Vers une synergie africaine pour la paix à l’Est de la RDC : Nairobi recommande l’unification des efforts régionaux
Une avancée diplomatique majeure s'est dessinée dans la quête de stabilité dans l’est de la République démocratique du Congo.
Réunis dans la capitale kenyane, les coprésidents des Communautés économiques régionales d’Afrique australe (SADC) et de l’Afrique de l’Est (EAC), appuyés par l’Union africaine (UA), ont recommandé la fusion immédiate de leurs mécanismes respectifs d’intervention.
Présidée par William Ruto, président du Kenya et président en exercice de l’EAC, ainsi qu’Emmerson Mnangagwa, président du Zimbabwe et président en exercice de la SADC, cette réunion conjointe vise à harmoniser les stratégies de paix à l’échelle régionale dans un contexte sécuritaire toujours tendu dans l’Est congolais.
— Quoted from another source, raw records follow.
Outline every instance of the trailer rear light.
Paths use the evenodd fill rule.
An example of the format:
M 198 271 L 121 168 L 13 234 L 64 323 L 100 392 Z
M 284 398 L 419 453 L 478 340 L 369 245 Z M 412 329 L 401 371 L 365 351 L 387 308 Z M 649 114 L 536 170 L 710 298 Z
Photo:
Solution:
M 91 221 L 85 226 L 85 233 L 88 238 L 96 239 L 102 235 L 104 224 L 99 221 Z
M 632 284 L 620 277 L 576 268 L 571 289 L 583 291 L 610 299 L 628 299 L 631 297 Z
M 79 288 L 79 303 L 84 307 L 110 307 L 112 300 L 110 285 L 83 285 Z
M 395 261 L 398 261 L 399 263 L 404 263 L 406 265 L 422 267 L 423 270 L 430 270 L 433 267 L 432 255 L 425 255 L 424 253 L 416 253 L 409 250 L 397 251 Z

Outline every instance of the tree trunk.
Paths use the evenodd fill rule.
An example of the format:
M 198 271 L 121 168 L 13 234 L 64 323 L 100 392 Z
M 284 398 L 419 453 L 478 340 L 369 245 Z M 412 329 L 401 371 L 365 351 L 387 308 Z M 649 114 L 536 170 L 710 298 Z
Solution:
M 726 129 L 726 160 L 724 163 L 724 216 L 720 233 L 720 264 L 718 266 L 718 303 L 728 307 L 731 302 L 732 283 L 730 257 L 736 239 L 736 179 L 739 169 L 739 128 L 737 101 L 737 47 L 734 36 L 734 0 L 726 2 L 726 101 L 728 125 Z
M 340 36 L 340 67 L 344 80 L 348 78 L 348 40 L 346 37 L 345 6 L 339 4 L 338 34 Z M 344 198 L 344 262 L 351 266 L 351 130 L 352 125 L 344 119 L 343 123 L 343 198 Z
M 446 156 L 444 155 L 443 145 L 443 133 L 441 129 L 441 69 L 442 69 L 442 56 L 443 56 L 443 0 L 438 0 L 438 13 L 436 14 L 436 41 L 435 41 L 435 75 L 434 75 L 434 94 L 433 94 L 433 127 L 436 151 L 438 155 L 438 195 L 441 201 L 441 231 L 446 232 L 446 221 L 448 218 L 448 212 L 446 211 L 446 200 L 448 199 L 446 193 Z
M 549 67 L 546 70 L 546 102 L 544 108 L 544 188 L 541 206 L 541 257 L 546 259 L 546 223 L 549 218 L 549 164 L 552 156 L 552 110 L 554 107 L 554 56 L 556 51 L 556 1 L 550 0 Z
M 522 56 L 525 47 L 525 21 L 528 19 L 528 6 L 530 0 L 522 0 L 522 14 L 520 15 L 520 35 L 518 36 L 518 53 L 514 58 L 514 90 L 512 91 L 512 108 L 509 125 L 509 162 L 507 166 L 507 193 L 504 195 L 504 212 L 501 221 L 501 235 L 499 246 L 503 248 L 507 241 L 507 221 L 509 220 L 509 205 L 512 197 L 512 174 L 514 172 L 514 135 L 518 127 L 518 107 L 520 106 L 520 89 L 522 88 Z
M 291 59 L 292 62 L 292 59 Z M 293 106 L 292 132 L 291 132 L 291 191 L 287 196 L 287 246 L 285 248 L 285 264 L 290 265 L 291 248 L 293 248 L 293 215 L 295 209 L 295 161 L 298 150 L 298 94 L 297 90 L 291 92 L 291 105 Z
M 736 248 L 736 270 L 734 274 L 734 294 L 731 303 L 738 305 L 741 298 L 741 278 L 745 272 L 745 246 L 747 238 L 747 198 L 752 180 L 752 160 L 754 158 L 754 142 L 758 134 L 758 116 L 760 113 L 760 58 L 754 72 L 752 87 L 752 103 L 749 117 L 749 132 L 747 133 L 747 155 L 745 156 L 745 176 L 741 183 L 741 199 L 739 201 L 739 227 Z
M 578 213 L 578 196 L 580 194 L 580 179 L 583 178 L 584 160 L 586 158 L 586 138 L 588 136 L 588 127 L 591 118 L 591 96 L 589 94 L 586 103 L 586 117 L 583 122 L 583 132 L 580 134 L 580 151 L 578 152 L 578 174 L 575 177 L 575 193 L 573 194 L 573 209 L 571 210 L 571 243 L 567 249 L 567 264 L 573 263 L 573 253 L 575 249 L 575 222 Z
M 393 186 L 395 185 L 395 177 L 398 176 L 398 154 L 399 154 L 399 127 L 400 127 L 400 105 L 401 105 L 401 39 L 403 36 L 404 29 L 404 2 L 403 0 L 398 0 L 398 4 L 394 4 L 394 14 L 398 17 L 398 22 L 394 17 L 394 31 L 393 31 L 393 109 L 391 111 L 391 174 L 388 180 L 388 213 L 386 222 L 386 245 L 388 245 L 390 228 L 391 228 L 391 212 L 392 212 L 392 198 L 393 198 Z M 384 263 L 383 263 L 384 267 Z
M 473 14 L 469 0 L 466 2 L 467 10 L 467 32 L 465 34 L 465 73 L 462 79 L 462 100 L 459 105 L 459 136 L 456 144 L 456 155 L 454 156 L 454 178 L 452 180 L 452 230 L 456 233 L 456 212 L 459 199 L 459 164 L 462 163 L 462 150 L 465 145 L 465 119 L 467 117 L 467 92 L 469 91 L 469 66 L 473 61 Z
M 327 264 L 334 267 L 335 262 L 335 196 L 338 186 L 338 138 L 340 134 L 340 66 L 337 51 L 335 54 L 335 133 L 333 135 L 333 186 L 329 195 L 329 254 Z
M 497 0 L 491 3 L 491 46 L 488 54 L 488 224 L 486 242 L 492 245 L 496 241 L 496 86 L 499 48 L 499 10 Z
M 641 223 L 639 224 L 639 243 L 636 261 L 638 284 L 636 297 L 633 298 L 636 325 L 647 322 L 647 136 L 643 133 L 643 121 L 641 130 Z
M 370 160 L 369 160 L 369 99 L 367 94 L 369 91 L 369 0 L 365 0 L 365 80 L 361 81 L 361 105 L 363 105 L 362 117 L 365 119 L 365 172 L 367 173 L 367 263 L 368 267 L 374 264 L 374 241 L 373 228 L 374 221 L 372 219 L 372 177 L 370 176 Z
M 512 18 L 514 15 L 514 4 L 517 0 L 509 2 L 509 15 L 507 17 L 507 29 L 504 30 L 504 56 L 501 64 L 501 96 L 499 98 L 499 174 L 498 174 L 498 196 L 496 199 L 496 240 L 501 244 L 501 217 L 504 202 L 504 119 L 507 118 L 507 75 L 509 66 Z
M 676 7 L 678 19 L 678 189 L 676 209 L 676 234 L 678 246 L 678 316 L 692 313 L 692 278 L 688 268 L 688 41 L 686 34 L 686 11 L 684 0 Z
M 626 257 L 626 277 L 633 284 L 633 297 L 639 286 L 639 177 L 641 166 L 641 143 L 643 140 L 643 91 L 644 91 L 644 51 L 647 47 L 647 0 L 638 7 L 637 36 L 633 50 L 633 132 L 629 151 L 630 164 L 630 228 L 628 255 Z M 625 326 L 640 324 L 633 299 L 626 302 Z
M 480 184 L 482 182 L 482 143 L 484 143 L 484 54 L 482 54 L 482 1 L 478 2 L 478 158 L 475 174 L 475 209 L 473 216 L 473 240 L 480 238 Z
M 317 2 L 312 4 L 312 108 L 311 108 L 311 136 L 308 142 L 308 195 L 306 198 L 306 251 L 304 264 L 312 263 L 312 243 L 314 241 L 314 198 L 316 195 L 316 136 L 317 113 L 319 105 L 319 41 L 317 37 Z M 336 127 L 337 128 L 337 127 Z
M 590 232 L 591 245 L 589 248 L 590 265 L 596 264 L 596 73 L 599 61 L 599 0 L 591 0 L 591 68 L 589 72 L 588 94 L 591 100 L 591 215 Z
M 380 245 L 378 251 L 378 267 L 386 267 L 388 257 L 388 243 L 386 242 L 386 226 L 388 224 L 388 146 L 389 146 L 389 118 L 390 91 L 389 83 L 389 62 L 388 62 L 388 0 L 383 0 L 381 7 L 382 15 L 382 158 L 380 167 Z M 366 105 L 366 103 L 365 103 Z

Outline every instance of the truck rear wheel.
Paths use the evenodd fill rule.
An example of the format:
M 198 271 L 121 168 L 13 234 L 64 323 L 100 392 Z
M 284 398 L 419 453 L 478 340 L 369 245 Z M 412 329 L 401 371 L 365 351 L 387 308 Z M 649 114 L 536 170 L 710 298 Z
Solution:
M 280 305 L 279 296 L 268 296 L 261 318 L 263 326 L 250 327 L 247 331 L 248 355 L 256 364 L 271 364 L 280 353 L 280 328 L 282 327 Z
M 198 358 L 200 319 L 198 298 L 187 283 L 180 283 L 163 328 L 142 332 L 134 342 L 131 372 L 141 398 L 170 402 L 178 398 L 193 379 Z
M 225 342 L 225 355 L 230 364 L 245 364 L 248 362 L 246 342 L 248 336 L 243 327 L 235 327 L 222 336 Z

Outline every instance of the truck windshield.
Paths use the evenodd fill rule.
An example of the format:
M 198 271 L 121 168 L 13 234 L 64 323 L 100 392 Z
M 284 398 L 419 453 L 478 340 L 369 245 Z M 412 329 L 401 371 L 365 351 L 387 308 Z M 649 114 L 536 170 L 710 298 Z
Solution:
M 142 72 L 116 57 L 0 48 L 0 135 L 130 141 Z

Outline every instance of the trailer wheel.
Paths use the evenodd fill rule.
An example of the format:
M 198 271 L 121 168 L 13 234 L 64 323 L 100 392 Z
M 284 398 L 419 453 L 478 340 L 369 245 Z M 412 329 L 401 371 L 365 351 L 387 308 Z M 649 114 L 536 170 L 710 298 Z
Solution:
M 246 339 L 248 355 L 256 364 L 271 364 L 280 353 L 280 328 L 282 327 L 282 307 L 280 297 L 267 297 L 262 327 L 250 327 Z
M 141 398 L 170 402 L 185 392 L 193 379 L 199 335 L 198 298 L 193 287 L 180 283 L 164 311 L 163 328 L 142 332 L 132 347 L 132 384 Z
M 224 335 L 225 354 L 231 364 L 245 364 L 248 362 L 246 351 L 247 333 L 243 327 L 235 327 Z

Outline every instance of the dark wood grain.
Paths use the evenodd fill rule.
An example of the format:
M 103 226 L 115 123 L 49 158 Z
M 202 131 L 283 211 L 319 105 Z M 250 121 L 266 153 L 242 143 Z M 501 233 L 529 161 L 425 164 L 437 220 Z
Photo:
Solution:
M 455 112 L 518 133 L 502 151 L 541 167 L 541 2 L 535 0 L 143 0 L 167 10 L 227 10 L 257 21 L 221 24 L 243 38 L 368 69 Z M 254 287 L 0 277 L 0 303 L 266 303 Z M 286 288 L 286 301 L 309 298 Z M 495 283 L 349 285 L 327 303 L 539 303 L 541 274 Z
Une architecture unifiée pour une réponse efficace
Le communiqué final, rendu public à l’issue des discussions, propose une restructuration sans précédent : une fusion immédiate des structures opérationnelles de l’EAC, de la SADC et de l’UA. Cela inclut le médiateur désigné par l’Union africaine ainsi que le panel des facilitateurs régionaux. Tous devront désormais répondre devant un sommet conjoint et devant les instances de l’Union africaine.
Dans cette optique, les secrétariats techniques de ces trois institutions seront regroupés en un seul secrétariat basé à Addis-Abeba, sous la direction de la Commission de l’Union africaine (CUA). Ce secrétariat aura pour mission de rendre fonctionnelle cette nouvelle entité de coordination régionale.
Consolidation des engagements diplomatiques
Ce sommet régional fait suite à deux initiatives internationales majeures : l’accord signé à Washington entre la RDC et le Rwanda sous l’égide des États-Unis, et la déclaration de principes signée à Doha entre le gouvernement congolais et les représentants de l’AFC/M23, avec la médiation du Qatar.
Cependant, malgré la dynamique diplomatique, la mise en œuvre sur le terrain reste laborieuse. Les engagements prévus dans la déclaration de Doha, notamment la reprise des discussions pour un accord de paix global d’ici au 8 août 2025, tardent à se concrétiser. Cette lenteur fait planer le doute sur la viabilité du processus, surtout que la signature de l’accord final est attendue pour le 17 août.
Une région à la croisée des chemins
Le blocage actuel dans la concrétisation des engagements inquiète les acteurs régionaux. Nairobi espère qu’en unifiant les efforts, les obstacles à la paix durable pourront être levés plus efficacement. La coordination stratégique à travers une entité conjointe pourrait devenir un modèle de réponse africaine concertée aux conflits persistants.
L’enjeu est de taille : restaurer la souveraineté de la RDC et mettre fin à une crise qui perdure depuis trop longtemps.